By: Deb Robert
In his letters home from “Somewhere in England,” he talked about island life, walking the frozen lake. He shared how he listened to the hockey game on Sunday morning. “Boy, was I glad to hear old Foster again. He said there was four feet of snow in Toronto. That made me feel a little blue.” He would sign off with “Chin up. Cheerio.”
Soon, Pt. Thomas Big Canoe, son of Thomas Sr. and Hannah Big Canoe of Georgina Island, would leave England with the Royal Hamilton Light Infantry as part of the Battle of the Rhineland. The mission: to help free the Dutch from Nazi occupation. Tom had fibbed about his age when he voluntarily joined the army at age 17.
Just weeks before the war ended, on March 8th, 1945, his company became separated in German-occupied Holland. Tom’s group pitched camp and dug foxholes to establish a bridgehead for the next morning. The Germans were prepared for the assault. Thomas got caught up in a firefight so disastrous that only 26 of 200 men survived. Tom was among the dead, gone at age 19.
In the Netherlands, 7,600 Canadian souls were lost and, to this day, the Dutch people fervently remember our nation’s sacrifice. Tom is interned at Groesbeek Canadian War Cemetery, his gravestone etched with a large maple leaf. Tom is the great-great-uncle of Chief Donna Big Canoe of the Chippewas of Georgina Island, who shares that his descendants bring “something from home” like cedar and tobacco from Georgina Island to lay at his gravesite.

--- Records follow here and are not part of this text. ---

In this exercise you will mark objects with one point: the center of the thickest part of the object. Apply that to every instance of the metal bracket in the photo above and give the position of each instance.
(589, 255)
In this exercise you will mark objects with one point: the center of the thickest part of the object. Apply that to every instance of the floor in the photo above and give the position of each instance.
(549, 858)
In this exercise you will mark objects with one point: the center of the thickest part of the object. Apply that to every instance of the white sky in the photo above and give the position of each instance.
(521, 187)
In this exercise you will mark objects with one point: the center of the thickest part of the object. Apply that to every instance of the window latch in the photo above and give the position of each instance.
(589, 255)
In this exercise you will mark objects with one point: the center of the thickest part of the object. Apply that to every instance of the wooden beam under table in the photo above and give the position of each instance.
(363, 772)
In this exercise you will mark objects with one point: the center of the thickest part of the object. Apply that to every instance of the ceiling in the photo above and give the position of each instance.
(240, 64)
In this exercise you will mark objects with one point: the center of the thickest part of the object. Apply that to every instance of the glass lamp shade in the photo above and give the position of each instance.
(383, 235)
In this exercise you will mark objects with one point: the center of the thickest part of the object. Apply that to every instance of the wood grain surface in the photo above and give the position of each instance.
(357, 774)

In the 1990s, Bill and Elly Gertzen of Holland reached out to the Big Canoe family to let them know they were tending Tom’s gravesite. The two families have formed a tight bond with grandchildren now dedicated to the relationship. Donna and her mother Sandra, were in Holland last April to visit with the Gertzens. “It’s amazing how well they take care of those who passed away. They know the sacrifices they’ve made,” says Donna. This November 10th, she will be among those to honour local veterans at the Georgina Island cenotaph.
Canada’s Indigenous people heavily volunteered to join the war. “It was not mandatory. They did it to protect their families and their country,” says Rachel Big Canoe. In May, she and husband Ian Big Canoe, who named their son Tom in tribute, will travel to Holland for 75th-year liberation ceremonies.
Canadian soldiers equally laid their life on the line during wartime, but upon their return, Indigenous veterans faced rampant injustice. Rachel says, “They contributed to protecting Canada, but were not even given the same basic human rights when they came home.” This included being denied veteran benefits and the right to vote. They were even barred from drinking in legion halls. The federal government issued a formal apology and granted compensation to Indigenous veterans in 2003, although not all cases have been resolved.
The Big Canoe family has donated items to Georgina Military Museum, including Tom’s letters. A renewed First Nations exhibit will debut next spring. Curator John Kaminsky says, “Hopefully, our efforts will begin a healthy conversation about our First Nations heroes and ultimately a step towards preserving and telling their stories with the dignity and honour they deserve.”